Even the victims' recovery procedure cannot be guaranteed to produce a specific outcome. Even when the victims are freed from their physical ailments, the trauma and psychological issues prevent them from fully recovering from the effects. Numerous of the victims have a hard time returning to the usual lives they had before.


The tragic thing about human trafficking victims is that their rights continue to be violated long after they are no longer being used as slaves. They frequently become victims again. The willingness of the trafficked individuals to collaborate with the appropriate authorities directly affects the protection offered to them in a number of the countries. However, this conditional protection is in conflict with the full enjoyment and preservation of human rights, and it is forbidden to employ trafficked individuals as tools in legal procedures.


INDIAN LEGAL FRAMEWORKS TO COMBAT HUMAN TRAFFICKING

Indian Penal Code 1860

It's interesting to note that the Indian Penal Code, which was established in 1860, addresses the issue of human trafficking. Sections 370 and 370 A of the Indian Penal Code discuss it. It forbade the trafficking of girls and women and outlined harsh penalties for offenders. According to the law, anyone found guilty of purchasing or selling a minor for the sake of prostitution, sexual exploitation, or any other immoral activity faces up to 10 years in prison and a fine.

It also recognizes cross-border prostitution trafficking, and anyone caught bringing a girl below the age of 21 into India from another country with the intention of forcing her into illicit relations with another person or knowing it is probable that she will be seduced into doing so faces up to ten years in prison as well as a fine.


Indian Constitution

The Indian Constitution forbids human trafficking and upholds many of the widely recognised different human rights principles, including one's right to life and personal autonomy, gender freedom, and access to legal remedies. One of the essential rights guaranteed to everyone in India is the right to be protected from exploitation.


The Juvenile Justice Act, 2000

There is no differentiation between an underage person and a child in accordance with this Act. Children are all those who are below the age of eighteen. a youngster in need of protection and care (National Legal Research Desk 2016). The Scheduled Castes and Scheduled Tribes Act of 1989, which prohibits atrocities against such groups:


Numerous victims of trafficking are members of underrepresented communities. Only areas that are illiterate and socially underdeveloped are targeted by traffickers. This provides a further tool to protect women and girls who are members of scheduled castes and tribal groups and also places more of a duty on traffickers or offenders to demonstrate their lack of complicity in the crime.


This statute can be utilised to effectively combat human trafficking if the perpetrator knows the victim is a member of one of these groups. Atrocities perpetrated against members of Scheduled Castes and Scheduled Tribes are covered in Section 3 of this Act. It covers several types of trafficking, including the exploitation of women for sexual purposes and coerced or bonded labour. If the crime is covered by Section 3, initial punishment of nine months is mandated, and it may be increased to a five-year sentence.


CONCLUSION

To ensure that the laws against human trafficking are effective in preventing the crime, they must be tightened. To stop people from becoming victims, human trafficking must be made known to those who live below the poverty line throughout the nation.
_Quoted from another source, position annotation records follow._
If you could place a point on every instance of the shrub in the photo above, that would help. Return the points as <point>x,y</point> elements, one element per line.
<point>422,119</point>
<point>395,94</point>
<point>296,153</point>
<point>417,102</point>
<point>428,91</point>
The country can host a number of national and international conferences and seminars so that the general public and the government can work together to stop human trafficking.


In order to prevent them from becoming victims of human trafficking, the government must provide protection for the most vulnerable members of society. Only those who fall below the poverty line become victims of human trafficking, thus the crime can be considerably reduced if the government assists the underprivileged members of society and offers them access to suitable job and education.